Look Before You Leap

16 Dec

My Take

DiVoran Lites

Last Friday when I wrote the date, December 13, 2013, I thought, dum-de-dum-dum, it’s Friday the thirteenth, bad luck day. In case you didn’t recognize it, dum-de-dum-dum is the theme song to the old T. V. series, “Dragnet.” Bill and I use it as a warning that we’re entering suspenseful and dangerous territory.

This blog is about three of the many other superstitions I’ve heard in my lifetime. You probably know them too.

  1. If you walk under a ladder propped against a building you’ll have bad luck.
  2. If a black cat walks across your path…bad luck. I suppose the cat has to be black because black cats are associated with witches.
  3. If you break a mirror, you’ll have NINE YEARS bad luck. Don’t ask me why nine, not eight or ten.

So what’s the truth about superstitions?

  1. If you walk under a ladder there’s a better chance of a gallon of primer falling on your head than there is if you walk closer to the curb. But watch out on that, too.
  2. Any color of cat can twine around your feet if you get too close. You could trip and fall and break your arm.
  3. It gets much worse. If you break a mirror and a shard of glass flies up and cuts your leg you can get an infection that if you don’t clear up you could develop gangrene and have your leg cut off. The effects from that could last nine years–or a lifetime.
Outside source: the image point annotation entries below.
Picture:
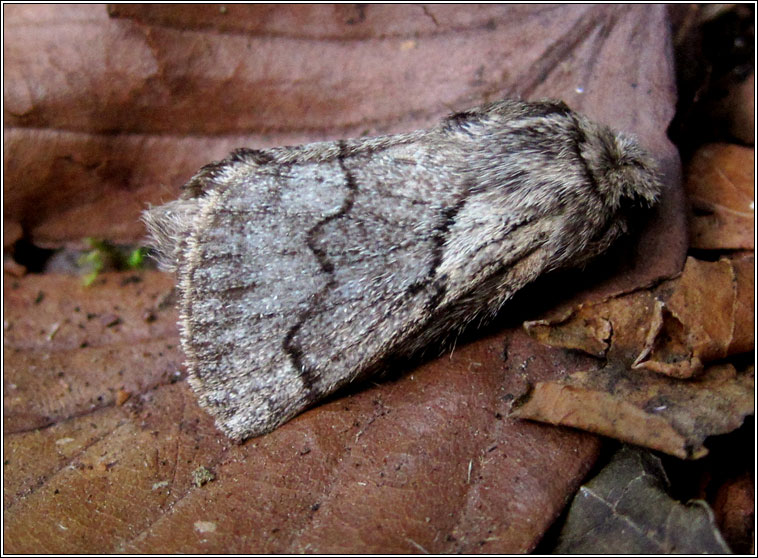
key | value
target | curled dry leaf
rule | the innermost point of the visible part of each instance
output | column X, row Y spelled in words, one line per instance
column 645, row 408
column 424, row 461
column 720, row 185
column 709, row 316
column 654, row 338
column 626, row 509
column 105, row 115
column 672, row 328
Mostly though, and this I know, God looks after us in our carelessness and preoccupation. This doesn’t answer the BIG QUESTION, of course, but to me it’s apparent that by asking the Holy Spirit, not why bad things happen, but how to take them, and in what way to be blessed by them will more than meet our needs for comfort and guidance when bad things do happen. The Holy Spirit knows all the truth and He will tell us what we need to know.

Meanwhile:

  1. If you take any wooden nickels, be sure they’re round tuits.
  2. Keep looking up.
  3. Look before you leap.

Have you heard of any new superstitions connected to the digital age that I don’t know about? I suppose you have, otherwise, why would we need Snopes?